自分で動機付け(self-motivated)し、自分で何とかする(self-help)人である







「起業家は不況の時にこそビジネスを始めるべき」
ということが、理屈の上では分かっていたとしても、実際の環境の中ではなかなか実際には前向きな行動は起こしにくいものです。

 不況の時期には、新聞やテレビなどのマスメディアは連日「不況、不況」という景気の悪い話題しか取り上げず、自分の知り合いなどから直接話を聞いても、世間全体の景気の悪さが影響して、気分を高揚させてくれるような話は出てこない場合がほとんどになります。

 不景気の際には、顧客の購買意欲が非常に極めて低くなってしまっているため、起業家が顧客に対して様々な「価値の提案」を行っても、顧客にとって
 「お金を出して買うほどの本当に本質的な価値」
と呼べるまでに完成度が上がっていない場合には、受け入れられにくい状況になります。そのような状況では、ほとんどの人は自分の仕事に対しての動機付けが難しくなるものです。

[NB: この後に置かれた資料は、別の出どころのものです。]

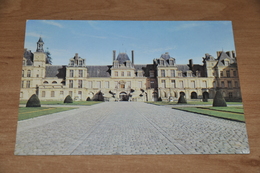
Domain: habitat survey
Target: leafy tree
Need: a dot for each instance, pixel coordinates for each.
(49, 58)
(68, 99)
(219, 100)
(33, 101)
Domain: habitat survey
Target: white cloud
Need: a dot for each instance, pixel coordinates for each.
(50, 22)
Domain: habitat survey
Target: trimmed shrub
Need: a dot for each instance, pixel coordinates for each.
(219, 101)
(33, 101)
(182, 100)
(68, 99)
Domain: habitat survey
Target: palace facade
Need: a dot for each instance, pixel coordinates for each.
(123, 80)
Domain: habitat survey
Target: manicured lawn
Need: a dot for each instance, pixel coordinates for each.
(31, 112)
(86, 103)
(232, 113)
(192, 103)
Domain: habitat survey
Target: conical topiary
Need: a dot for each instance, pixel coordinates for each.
(182, 99)
(33, 101)
(68, 99)
(219, 101)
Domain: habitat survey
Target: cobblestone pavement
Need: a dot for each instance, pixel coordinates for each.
(129, 128)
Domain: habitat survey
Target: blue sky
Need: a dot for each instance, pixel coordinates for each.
(96, 40)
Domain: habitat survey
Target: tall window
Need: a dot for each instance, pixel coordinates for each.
(70, 83)
(71, 73)
(27, 84)
(228, 73)
(106, 84)
(52, 94)
(229, 84)
(181, 84)
(163, 73)
(98, 84)
(43, 93)
(193, 84)
(173, 84)
(222, 84)
(80, 73)
(140, 84)
(172, 73)
(163, 84)
(90, 85)
(29, 73)
(151, 73)
(152, 84)
(80, 84)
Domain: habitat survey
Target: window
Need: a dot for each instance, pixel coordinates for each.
(173, 84)
(204, 84)
(70, 93)
(80, 84)
(229, 84)
(163, 73)
(70, 83)
(29, 73)
(152, 84)
(140, 84)
(98, 84)
(106, 84)
(163, 84)
(236, 84)
(22, 84)
(27, 84)
(222, 84)
(193, 84)
(90, 85)
(228, 73)
(234, 73)
(52, 94)
(181, 84)
(151, 73)
(80, 73)
(71, 73)
(43, 93)
(172, 73)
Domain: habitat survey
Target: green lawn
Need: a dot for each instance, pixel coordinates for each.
(86, 103)
(192, 103)
(31, 112)
(232, 113)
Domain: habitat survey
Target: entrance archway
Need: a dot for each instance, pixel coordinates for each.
(123, 96)
(194, 95)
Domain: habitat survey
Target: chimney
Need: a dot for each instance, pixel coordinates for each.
(114, 55)
(132, 57)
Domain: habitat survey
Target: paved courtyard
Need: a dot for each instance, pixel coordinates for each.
(129, 128)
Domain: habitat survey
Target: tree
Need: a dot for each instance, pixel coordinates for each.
(182, 99)
(48, 59)
(68, 99)
(219, 100)
(33, 101)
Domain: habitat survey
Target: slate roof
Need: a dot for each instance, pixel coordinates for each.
(122, 57)
(99, 71)
(55, 71)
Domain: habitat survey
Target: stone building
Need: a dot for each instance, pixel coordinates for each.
(123, 80)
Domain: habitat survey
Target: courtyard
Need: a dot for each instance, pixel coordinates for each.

 しかし、先に述べた「いつも前向きで、楽観的であること」とも非常に強く関連しますが、「起業をして事業を成功させたい」と考えている人のやる気や動機付けが、他人や世の中の景気の状況によって完全に左右されてしまうようでは、その事業の成功は難しいといえます。

 そのため、起業家はどのような場合においても、起業家は自分から動機付けを行う(self-motivated)な人でなければならないといえます。

 日本では、大企業の正社員として入社すれば、ほぼ全員の終身雇用が確保される雇用形態となっていたり、政府が提供する社会保障制度もアメリカや発展途上国などと比べればはるかに充実した制度となっていたりすることもあり、「何か大きいものに助けてもらう」というような考え方となっている人が多いということは言えるでしょう。

 しかし、近年の社会では、その価値観の変化は著しく、絶対につぶれないだろうと考えられていた大企業があっさりと倒産をしてしまったり、政府が運営管理している年金制度の自体の信頼が揺らいだりしているため、「何か大きいものに助けてもらう」ということが全く期待できない状態になる可能性は高くあります。

 日本では「困ったときの神頼み」というような言葉もありますが、英語では

God helps those who help themselves(天は自ら助くる者を助く)

という言葉でも知られるように、神頼みをしても「自分で何とかしなさい」と言われてしまうことになります。特にアメリカにおいては、他人に何かをたのもうとすると

Do it yourself. It’s America(自分で何とかしろ。それがアメリカだ)

と起業家でなくてもいわれてしまうのです。

 起業家として事業を成功に導きたいと考える場合には、「自分で動機づけ」し「自分で何とかする」というメンタリティを持つことが、根本的な態度として必要なことといえます。